Geht das Glas in Scherben? angstbesetzt.
(Verheißung: Befreiung von Drangsal und Beklemmung)
Vitrine:
Ein GLÄSERNER Schrank, Schau-Kasten
Bewahrung einer Idee oder Identität?
Funktion einer Vitrine: Unbenutztes verwahren, aus Angst es würde zerbrechen, einstauben
(Bürgerlichkeit, Biedermaier, steril, konserviert)
gesellschaftliche Normierung dessen was von Bedeutung ist
Ordnung, Gewissenhaftigkeit
EinSCHRÄNKung, Beklemmung
Die ängstliche Vitrine – personalisiert (wohingegen „Eine“ entmenschlicht wird)
Lebendigkeit:
Im Bild des Trinkens
(Lebenstrieb, gierig, körperlich, animalisch, triebhaft, einverleibend)
König:
archetypisches Vatersymbol, Autorität
regiert, beherrscht, machtvoll
edler Aspekt von Männlichkeit
Analogie König – Untertan (abhängig, ausgeliefert, Objekt, passiv)

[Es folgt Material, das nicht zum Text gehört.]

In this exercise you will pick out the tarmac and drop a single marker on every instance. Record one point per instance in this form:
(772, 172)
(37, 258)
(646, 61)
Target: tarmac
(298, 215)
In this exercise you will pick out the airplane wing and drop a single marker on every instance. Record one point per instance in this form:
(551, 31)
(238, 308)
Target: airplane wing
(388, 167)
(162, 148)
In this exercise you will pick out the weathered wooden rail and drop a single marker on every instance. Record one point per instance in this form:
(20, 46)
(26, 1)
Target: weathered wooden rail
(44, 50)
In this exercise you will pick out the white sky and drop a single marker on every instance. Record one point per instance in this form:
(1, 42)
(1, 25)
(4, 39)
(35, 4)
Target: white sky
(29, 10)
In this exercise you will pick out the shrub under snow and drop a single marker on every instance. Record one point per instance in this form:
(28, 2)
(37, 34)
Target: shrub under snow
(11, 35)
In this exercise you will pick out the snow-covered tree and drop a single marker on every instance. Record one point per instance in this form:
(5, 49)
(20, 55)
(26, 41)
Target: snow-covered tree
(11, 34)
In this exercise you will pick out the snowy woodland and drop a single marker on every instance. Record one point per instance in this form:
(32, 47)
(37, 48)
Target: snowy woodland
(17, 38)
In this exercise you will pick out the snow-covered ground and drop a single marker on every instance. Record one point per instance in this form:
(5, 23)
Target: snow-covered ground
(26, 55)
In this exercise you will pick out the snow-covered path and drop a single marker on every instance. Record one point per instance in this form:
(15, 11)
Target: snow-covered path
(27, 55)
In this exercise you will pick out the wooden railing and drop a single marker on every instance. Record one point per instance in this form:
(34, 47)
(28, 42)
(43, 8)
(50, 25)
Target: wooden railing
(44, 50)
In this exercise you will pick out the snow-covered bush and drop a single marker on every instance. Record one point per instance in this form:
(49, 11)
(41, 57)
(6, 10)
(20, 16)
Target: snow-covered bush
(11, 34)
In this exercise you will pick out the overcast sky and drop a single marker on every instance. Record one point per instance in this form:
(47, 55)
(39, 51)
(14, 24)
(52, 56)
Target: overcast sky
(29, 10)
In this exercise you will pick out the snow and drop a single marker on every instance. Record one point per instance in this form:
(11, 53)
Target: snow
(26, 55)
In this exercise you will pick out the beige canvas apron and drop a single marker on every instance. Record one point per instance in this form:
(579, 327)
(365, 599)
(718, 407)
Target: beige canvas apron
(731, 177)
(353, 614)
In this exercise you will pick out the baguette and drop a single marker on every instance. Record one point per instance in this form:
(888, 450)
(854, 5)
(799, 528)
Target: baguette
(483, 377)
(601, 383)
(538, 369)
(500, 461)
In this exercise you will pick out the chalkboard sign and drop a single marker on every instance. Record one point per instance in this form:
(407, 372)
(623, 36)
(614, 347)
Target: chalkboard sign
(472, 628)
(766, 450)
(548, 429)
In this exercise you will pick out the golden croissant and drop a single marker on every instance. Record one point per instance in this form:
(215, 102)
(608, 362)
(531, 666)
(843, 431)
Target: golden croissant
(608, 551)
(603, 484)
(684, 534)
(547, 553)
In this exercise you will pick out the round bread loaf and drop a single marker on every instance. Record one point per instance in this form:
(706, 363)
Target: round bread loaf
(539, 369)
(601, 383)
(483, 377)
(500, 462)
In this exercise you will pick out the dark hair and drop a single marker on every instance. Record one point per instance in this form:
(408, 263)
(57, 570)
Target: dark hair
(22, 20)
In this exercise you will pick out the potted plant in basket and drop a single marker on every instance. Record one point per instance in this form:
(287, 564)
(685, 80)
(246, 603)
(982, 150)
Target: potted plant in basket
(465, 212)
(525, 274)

Richtet sich auf das Gefühl, ausgeliefert zu sein
Über-Gewissen, oberste psychische Instanz
Bild des Todes (einzig ein König ist wie ein Verstorbener niemandem Untertan)
Bild der Jagd:
Gewaltvoll, Trophäe, animalisch, triebhaft, lebendig, vital
Schicksal:
Zwingend, triumphiert über ein Leben
Vs. Selbstbemächtigung
Lebensangst (Lebensdrang)
Hommage an das Leben, es gibt keinen Schutz vor Verletzlichkeit, Vergänglichkeit, Zerbrechen. In dem sie sich dem Leben entzieht, nimmt sie ihm die Essenz. In dem Willen kostbar zu sein, ist sie es eben nicht. Aufgrund der eigenen Sterblichkeit ist ihr Leben kostbar. Todesangst führt zum nicht gelebten Leben. Angst vor der Gebrechlichkeit des Lebens selbst (was das Leben aber impliziert, ausmacht) führt zur Vermeidung. Was fehlt, ist Lebens-Mut, Kraft. Indem sie ihr Leben zu konservieren versucht, schafft sie schon im Leben den Tod.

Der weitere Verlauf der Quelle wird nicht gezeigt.